Hydrostatics/Equilibrium: An object hanging by a light cord in a bucket of water

[LunarJK]

Homework Statement

A rock with a mass of 2.8 kg is suspended from the roof of an elevator by a light cord. The rock is totally immersed in a bucket of water that sits on the floor of the elevator, but the rock doesn't touch the bottom or sides of the bucket.
When the elevator is at rest the tension of the cord is 19.9 N. Calculate the volume of the rock in cubic centimeters (cm^3).

Homework Equations

Pascal's Law: P = Po + gρh
V = Ah or V = m/ρ
P = F/A
ΣF = 0

The Attempt at a Solution

I am a little confused about how to go about this problem as I'm just starting into fluid dynamics... but my initial step into this was to assume that if the rock is not touching the bottom of the bucket, and is also not floating up, that it is in a state of equilibrium.

So I started by trying to recognize all forces acting upon the rock: T-tension on the cord upwards, mg-weight of the rock due to gravity, PoA- force of the Atmospheric pressure acting down on the rock, and PA-pressure of the water acting up on it. From this i stated that:
T + PA - mg - PoA = 0 thus,
T + PA = mg - PoA

However since i know the mass of the rock, tension of the cord, and I'm assuming gravity to be 9.81 m/s2, this equation can be simplified as far as:
A(P-Po) = 7.56N

Now the Po will equal just the standard atmospheric pressure of 101.345 kPa, but that still leaves 2 unknowns that I'm not too sure how to deal with.

Since i am looking for Volume of the rock, i can relate volume in only two equations i can think of, which are V = Ah, and V = m/density. Since I am already working with a formula that involves the area, I am thinking my next step would be to somehow use pascal's law to find the depth the rock is submerged into find the volume at the end?

Anyways, any tips would be nice.
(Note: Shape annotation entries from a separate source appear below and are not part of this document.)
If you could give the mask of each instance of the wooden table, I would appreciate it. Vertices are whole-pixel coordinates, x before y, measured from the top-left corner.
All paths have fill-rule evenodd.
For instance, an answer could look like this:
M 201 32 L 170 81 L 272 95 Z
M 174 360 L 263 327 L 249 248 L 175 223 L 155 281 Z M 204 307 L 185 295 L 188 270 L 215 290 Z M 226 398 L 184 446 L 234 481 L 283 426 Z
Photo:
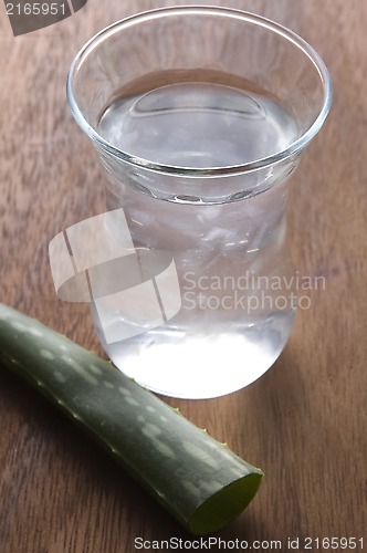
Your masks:
M 72 18 L 17 38 L 1 3 L 0 301 L 99 354 L 87 307 L 59 301 L 49 269 L 50 240 L 103 205 L 96 160 L 66 106 L 66 72 L 107 23 L 179 3 L 88 0 Z M 310 550 L 324 551 L 323 538 L 364 538 L 367 550 L 367 9 L 364 0 L 212 3 L 277 20 L 328 65 L 332 114 L 305 153 L 289 210 L 295 268 L 326 285 L 310 292 L 312 307 L 261 379 L 218 399 L 167 401 L 265 472 L 253 503 L 219 534 L 226 543 L 291 551 L 287 540 L 298 539 L 294 550 L 308 551 L 310 536 Z M 192 539 L 4 369 L 0 420 L 1 553 L 130 553 L 139 536 Z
Let me know if I'm on the right track, or if I'm way overlooking a simpler solution.

 

[rl.bhat]

You have to use Archimedes' Principle, not Pascacl's law.

 

[thomate1]

You are on the right track in recognizing that the rock is in a state of equilibrium. From this, we can set up an equation of forces as you have done, with the tension of the cord, weight of the rock, atmospheric pressure, and water pressure all acting on the rock. However, we can simplify this equation by noting that the water pressure is equal to the weight of the water displaced by the rock, which in turn is equal to the weight of the rock. This can be represented as P = ρgh, where ρ is the density of water, g is the acceleration due to gravity, and h is the depth of the rock in the water.

Using this equation, we can rewrite our original equation as:

T + ρgh - mg - PoA = 0

Now, we can solve for the depth of the rock in terms of the known quantities:

h = (T + PoA - mg)/ρg

From here, we can use the equation V = Ah to find the volume of the rock. We know the area of the rock (since it is a solid object) and we have just solved for the depth, so we can plug these values into the equation and solve for V.
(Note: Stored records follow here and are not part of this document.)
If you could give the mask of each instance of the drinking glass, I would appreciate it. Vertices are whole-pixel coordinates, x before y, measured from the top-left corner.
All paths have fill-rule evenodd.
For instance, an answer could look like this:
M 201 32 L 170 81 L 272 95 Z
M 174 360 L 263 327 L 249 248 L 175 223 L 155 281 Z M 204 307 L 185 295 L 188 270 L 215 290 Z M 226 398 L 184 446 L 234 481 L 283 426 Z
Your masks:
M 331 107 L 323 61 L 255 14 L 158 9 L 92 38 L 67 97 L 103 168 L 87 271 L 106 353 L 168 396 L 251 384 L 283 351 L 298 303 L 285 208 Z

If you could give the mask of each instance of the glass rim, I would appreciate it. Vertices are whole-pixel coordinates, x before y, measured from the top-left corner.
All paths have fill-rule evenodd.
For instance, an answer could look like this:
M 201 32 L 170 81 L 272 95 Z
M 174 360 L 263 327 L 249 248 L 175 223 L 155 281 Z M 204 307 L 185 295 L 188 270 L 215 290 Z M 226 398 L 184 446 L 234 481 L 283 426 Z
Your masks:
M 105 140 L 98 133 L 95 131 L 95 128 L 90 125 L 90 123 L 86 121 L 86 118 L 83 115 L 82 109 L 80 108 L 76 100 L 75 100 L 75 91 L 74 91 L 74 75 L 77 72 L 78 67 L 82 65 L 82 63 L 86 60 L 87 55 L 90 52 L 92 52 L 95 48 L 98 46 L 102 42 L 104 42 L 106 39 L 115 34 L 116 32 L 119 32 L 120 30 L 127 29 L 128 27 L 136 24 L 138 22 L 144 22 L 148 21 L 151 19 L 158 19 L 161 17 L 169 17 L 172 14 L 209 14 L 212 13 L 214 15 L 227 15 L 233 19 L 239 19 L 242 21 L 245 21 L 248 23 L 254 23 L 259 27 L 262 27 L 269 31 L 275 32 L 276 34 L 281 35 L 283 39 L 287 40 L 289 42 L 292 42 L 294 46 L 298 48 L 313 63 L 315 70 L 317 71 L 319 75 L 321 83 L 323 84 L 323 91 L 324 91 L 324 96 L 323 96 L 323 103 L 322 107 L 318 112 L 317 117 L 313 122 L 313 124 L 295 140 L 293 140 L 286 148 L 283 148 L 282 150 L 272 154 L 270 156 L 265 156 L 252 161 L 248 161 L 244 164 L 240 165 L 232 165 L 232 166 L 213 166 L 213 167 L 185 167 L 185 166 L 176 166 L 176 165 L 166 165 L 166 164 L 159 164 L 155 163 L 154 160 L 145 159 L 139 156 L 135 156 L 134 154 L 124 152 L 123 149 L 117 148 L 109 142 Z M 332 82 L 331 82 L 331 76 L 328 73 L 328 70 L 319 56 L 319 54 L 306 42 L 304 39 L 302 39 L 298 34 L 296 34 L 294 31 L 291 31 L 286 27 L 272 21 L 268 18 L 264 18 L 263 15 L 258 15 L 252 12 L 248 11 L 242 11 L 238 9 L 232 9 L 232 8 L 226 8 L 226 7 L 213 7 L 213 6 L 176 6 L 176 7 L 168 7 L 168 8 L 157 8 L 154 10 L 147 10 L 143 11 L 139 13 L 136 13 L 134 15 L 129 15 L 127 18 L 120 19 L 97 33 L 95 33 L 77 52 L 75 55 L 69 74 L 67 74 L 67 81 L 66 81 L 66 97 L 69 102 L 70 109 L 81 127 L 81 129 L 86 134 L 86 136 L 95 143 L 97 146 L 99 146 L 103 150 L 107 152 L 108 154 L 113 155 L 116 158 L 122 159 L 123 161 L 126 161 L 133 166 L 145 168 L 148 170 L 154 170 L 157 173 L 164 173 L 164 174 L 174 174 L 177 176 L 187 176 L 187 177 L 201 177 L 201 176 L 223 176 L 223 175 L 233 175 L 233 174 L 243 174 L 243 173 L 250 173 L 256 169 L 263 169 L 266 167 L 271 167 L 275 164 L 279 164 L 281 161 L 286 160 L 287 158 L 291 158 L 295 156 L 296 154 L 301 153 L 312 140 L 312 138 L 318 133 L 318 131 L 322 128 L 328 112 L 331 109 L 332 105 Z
Finally, since the density of the rock is given as 2.8 kg, we can use the equation V = m/ρ to find the volume in cubic centimeters. This will give us the final answer for the volume of the rock in the bucket of water.

Overall, you were on the right track in recognizing the forces at play and using Pascal's law to find the depth of the rock. Keep in mind that in fluid dynamics, we often use the concept of pressure to relate different quantities, so it is important to always consider the pressure of the fluid when solving these types of problems.